Bottom Line (Salt Lake and Park City, Ogden and Provo mountains):
This morning, there is a MODERATE danger on mid and upper elevation northwest through east facing slopes steeper than 35 degrees. The avalanche danger will rise to CONSIDERABLE with daytime heating on steep slopes of all aspects. Natural avalanches are possible and human triggered avalanches probable. Danger Scale: http://www.avalanche.org/~uac/ed-scale.htm

Mountain Weather:
(You can find the afternoon Weather Update here.)
The high pressure ridge has shifted to the east, which is allowing bands of mid and high level clouds to move through. A moderate southwest flow has developed, and the winds will remain in the 20 to 30 mph range today, with gusts to 45. Temperatures will reach the mid 50s at 8,000 and low 30s at 10,000. Sunday will be warmer, cloudier and windier ahead of a rather strong cold front that is forecast to move through northern Utah on Monday.

Yesterday, the Powderbird guides were in Days, Cardiff, and White Pine. Today they will be in Mineral, Cardiff, Days, Silver, Grizzly, White Pine and American Fork.

UDOT COTTONWOOD CANYONS HOTLINE FOR ROAD CLOSURE AND AVALANCHE CONTROL INFORMATION: 975-4838.

If you are getting out, we appreciate your snowpack and avalanche observations.
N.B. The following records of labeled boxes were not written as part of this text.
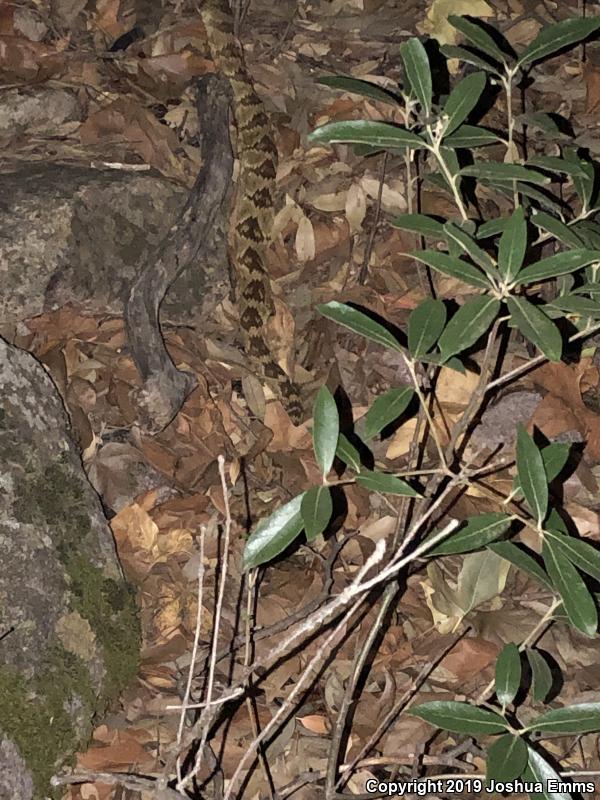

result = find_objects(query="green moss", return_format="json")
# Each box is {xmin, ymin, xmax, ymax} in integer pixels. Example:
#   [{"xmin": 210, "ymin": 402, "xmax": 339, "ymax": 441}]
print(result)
[
  {"xmin": 7, "ymin": 455, "xmax": 140, "ymax": 793},
  {"xmin": 15, "ymin": 456, "xmax": 90, "ymax": 555},
  {"xmin": 0, "ymin": 644, "xmax": 94, "ymax": 798},
  {"xmin": 65, "ymin": 554, "xmax": 140, "ymax": 700}
]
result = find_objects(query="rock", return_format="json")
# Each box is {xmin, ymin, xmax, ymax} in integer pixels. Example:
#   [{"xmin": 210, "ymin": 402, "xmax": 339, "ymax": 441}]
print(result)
[
  {"xmin": 0, "ymin": 339, "xmax": 140, "ymax": 800},
  {"xmin": 0, "ymin": 164, "xmax": 229, "ymax": 323}
]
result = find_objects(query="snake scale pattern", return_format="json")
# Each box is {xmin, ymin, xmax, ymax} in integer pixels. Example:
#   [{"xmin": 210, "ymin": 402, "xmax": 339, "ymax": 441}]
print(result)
[{"xmin": 200, "ymin": 0, "xmax": 302, "ymax": 422}]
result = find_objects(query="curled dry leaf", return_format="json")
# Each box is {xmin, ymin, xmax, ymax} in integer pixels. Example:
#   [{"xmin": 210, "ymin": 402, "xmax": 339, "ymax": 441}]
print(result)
[
  {"xmin": 344, "ymin": 183, "xmax": 367, "ymax": 233},
  {"xmin": 295, "ymin": 214, "xmax": 316, "ymax": 263}
]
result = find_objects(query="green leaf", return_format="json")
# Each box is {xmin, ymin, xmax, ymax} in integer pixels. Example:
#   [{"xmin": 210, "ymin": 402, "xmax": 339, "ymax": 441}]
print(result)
[
  {"xmin": 313, "ymin": 386, "xmax": 340, "ymax": 478},
  {"xmin": 438, "ymin": 295, "xmax": 500, "ymax": 359},
  {"xmin": 506, "ymin": 297, "xmax": 562, "ymax": 361},
  {"xmin": 517, "ymin": 253, "xmax": 600, "ymax": 286},
  {"xmin": 444, "ymin": 222, "xmax": 496, "ymax": 277},
  {"xmin": 544, "ymin": 530, "xmax": 600, "ymax": 581},
  {"xmin": 300, "ymin": 486, "xmax": 333, "ymax": 542},
  {"xmin": 563, "ymin": 147, "xmax": 596, "ymax": 209},
  {"xmin": 495, "ymin": 642, "xmax": 524, "ymax": 708},
  {"xmin": 408, "ymin": 298, "xmax": 446, "ymax": 358},
  {"xmin": 444, "ymin": 123, "xmax": 501, "ymax": 149},
  {"xmin": 527, "ymin": 703, "xmax": 600, "ymax": 735},
  {"xmin": 356, "ymin": 469, "xmax": 420, "ymax": 497},
  {"xmin": 515, "ymin": 111, "xmax": 564, "ymax": 139},
  {"xmin": 317, "ymin": 75, "xmax": 399, "ymax": 105},
  {"xmin": 244, "ymin": 492, "xmax": 304, "ymax": 571},
  {"xmin": 400, "ymin": 38, "xmax": 432, "ymax": 114},
  {"xmin": 542, "ymin": 442, "xmax": 571, "ymax": 483},
  {"xmin": 531, "ymin": 211, "xmax": 583, "ymax": 247},
  {"xmin": 409, "ymin": 250, "xmax": 490, "ymax": 289},
  {"xmin": 364, "ymin": 386, "xmax": 415, "ymax": 439},
  {"xmin": 462, "ymin": 164, "xmax": 550, "ymax": 186},
  {"xmin": 390, "ymin": 214, "xmax": 444, "ymax": 239},
  {"xmin": 427, "ymin": 513, "xmax": 512, "ymax": 556},
  {"xmin": 308, "ymin": 119, "xmax": 427, "ymax": 150},
  {"xmin": 408, "ymin": 700, "xmax": 508, "ymax": 736},
  {"xmin": 317, "ymin": 300, "xmax": 402, "ymax": 352},
  {"xmin": 525, "ymin": 647, "xmax": 554, "ymax": 703},
  {"xmin": 548, "ymin": 294, "xmax": 600, "ymax": 319},
  {"xmin": 448, "ymin": 14, "xmax": 513, "ymax": 64},
  {"xmin": 523, "ymin": 745, "xmax": 573, "ymax": 800},
  {"xmin": 488, "ymin": 542, "xmax": 553, "ymax": 589},
  {"xmin": 313, "ymin": 386, "xmax": 340, "ymax": 478},
  {"xmin": 517, "ymin": 17, "xmax": 600, "ymax": 68},
  {"xmin": 335, "ymin": 433, "xmax": 362, "ymax": 472},
  {"xmin": 443, "ymin": 72, "xmax": 487, "ymax": 136},
  {"xmin": 517, "ymin": 425, "xmax": 548, "ymax": 526},
  {"xmin": 486, "ymin": 733, "xmax": 527, "ymax": 783},
  {"xmin": 498, "ymin": 206, "xmax": 527, "ymax": 283},
  {"xmin": 542, "ymin": 537, "xmax": 598, "ymax": 636},
  {"xmin": 573, "ymin": 283, "xmax": 600, "ymax": 297},
  {"xmin": 440, "ymin": 44, "xmax": 502, "ymax": 75}
]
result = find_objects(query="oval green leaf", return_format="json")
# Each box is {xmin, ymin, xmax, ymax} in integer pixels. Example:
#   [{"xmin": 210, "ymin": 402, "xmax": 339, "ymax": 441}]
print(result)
[
  {"xmin": 317, "ymin": 75, "xmax": 400, "ymax": 105},
  {"xmin": 317, "ymin": 300, "xmax": 402, "ymax": 352},
  {"xmin": 517, "ymin": 17, "xmax": 600, "ymax": 67},
  {"xmin": 438, "ymin": 295, "xmax": 500, "ymax": 359},
  {"xmin": 443, "ymin": 72, "xmax": 487, "ymax": 136},
  {"xmin": 462, "ymin": 164, "xmax": 550, "ymax": 186},
  {"xmin": 486, "ymin": 733, "xmax": 527, "ymax": 783},
  {"xmin": 300, "ymin": 486, "xmax": 333, "ymax": 542},
  {"xmin": 531, "ymin": 211, "xmax": 583, "ymax": 247},
  {"xmin": 498, "ymin": 206, "xmax": 527, "ymax": 283},
  {"xmin": 308, "ymin": 119, "xmax": 427, "ymax": 149},
  {"xmin": 527, "ymin": 703, "xmax": 600, "ymax": 735},
  {"xmin": 440, "ymin": 44, "xmax": 502, "ymax": 75},
  {"xmin": 313, "ymin": 386, "xmax": 340, "ymax": 478},
  {"xmin": 410, "ymin": 250, "xmax": 490, "ymax": 289},
  {"xmin": 526, "ymin": 647, "xmax": 554, "ymax": 703},
  {"xmin": 548, "ymin": 294, "xmax": 600, "ymax": 319},
  {"xmin": 356, "ymin": 469, "xmax": 421, "ymax": 497},
  {"xmin": 408, "ymin": 298, "xmax": 446, "ymax": 358},
  {"xmin": 448, "ymin": 14, "xmax": 513, "ymax": 64},
  {"xmin": 390, "ymin": 214, "xmax": 444, "ymax": 239},
  {"xmin": 444, "ymin": 222, "xmax": 496, "ymax": 277},
  {"xmin": 408, "ymin": 700, "xmax": 509, "ymax": 736},
  {"xmin": 544, "ymin": 530, "xmax": 600, "ymax": 581},
  {"xmin": 542, "ymin": 537, "xmax": 598, "ymax": 636},
  {"xmin": 335, "ymin": 433, "xmax": 362, "ymax": 472},
  {"xmin": 400, "ymin": 37, "xmax": 432, "ymax": 114},
  {"xmin": 523, "ymin": 745, "xmax": 573, "ymax": 800},
  {"xmin": 506, "ymin": 296, "xmax": 562, "ymax": 361},
  {"xmin": 495, "ymin": 642, "xmax": 525, "ymax": 708},
  {"xmin": 244, "ymin": 492, "xmax": 304, "ymax": 571},
  {"xmin": 444, "ymin": 123, "xmax": 501, "ymax": 149},
  {"xmin": 488, "ymin": 542, "xmax": 553, "ymax": 589},
  {"xmin": 364, "ymin": 386, "xmax": 415, "ymax": 439},
  {"xmin": 517, "ymin": 425, "xmax": 548, "ymax": 527},
  {"xmin": 427, "ymin": 512, "xmax": 512, "ymax": 556}
]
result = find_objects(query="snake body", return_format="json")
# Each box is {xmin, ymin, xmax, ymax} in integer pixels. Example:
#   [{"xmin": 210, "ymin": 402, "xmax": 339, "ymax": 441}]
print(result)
[{"xmin": 200, "ymin": 0, "xmax": 302, "ymax": 422}]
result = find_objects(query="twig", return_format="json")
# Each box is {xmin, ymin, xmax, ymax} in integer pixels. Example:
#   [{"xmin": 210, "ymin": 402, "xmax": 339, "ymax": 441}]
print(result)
[
  {"xmin": 358, "ymin": 150, "xmax": 389, "ymax": 286},
  {"xmin": 177, "ymin": 525, "xmax": 206, "ymax": 781},
  {"xmin": 50, "ymin": 769, "xmax": 181, "ymax": 800},
  {"xmin": 176, "ymin": 454, "xmax": 231, "ymax": 793},
  {"xmin": 244, "ymin": 570, "xmax": 276, "ymax": 800}
]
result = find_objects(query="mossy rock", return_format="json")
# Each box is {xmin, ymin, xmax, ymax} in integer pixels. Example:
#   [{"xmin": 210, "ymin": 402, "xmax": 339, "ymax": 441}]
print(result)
[{"xmin": 0, "ymin": 340, "xmax": 140, "ymax": 800}]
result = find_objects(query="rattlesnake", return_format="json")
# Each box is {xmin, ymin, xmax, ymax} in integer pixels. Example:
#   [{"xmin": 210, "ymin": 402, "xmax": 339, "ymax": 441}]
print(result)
[{"xmin": 200, "ymin": 0, "xmax": 302, "ymax": 422}]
Please call and leave a message at 524-5304 or 1-800-662-4140, or e-mail us at [email protected]. Fax is 524-6301.

The information in this advisory is from the U.S. Forest Service, which is solely responsible for its content.  This advisory describes general avalanche conditions and local variations always occur.

Drew Hardesty will update this advisory by 7:30 on Sunday morning.

Thanks for calling.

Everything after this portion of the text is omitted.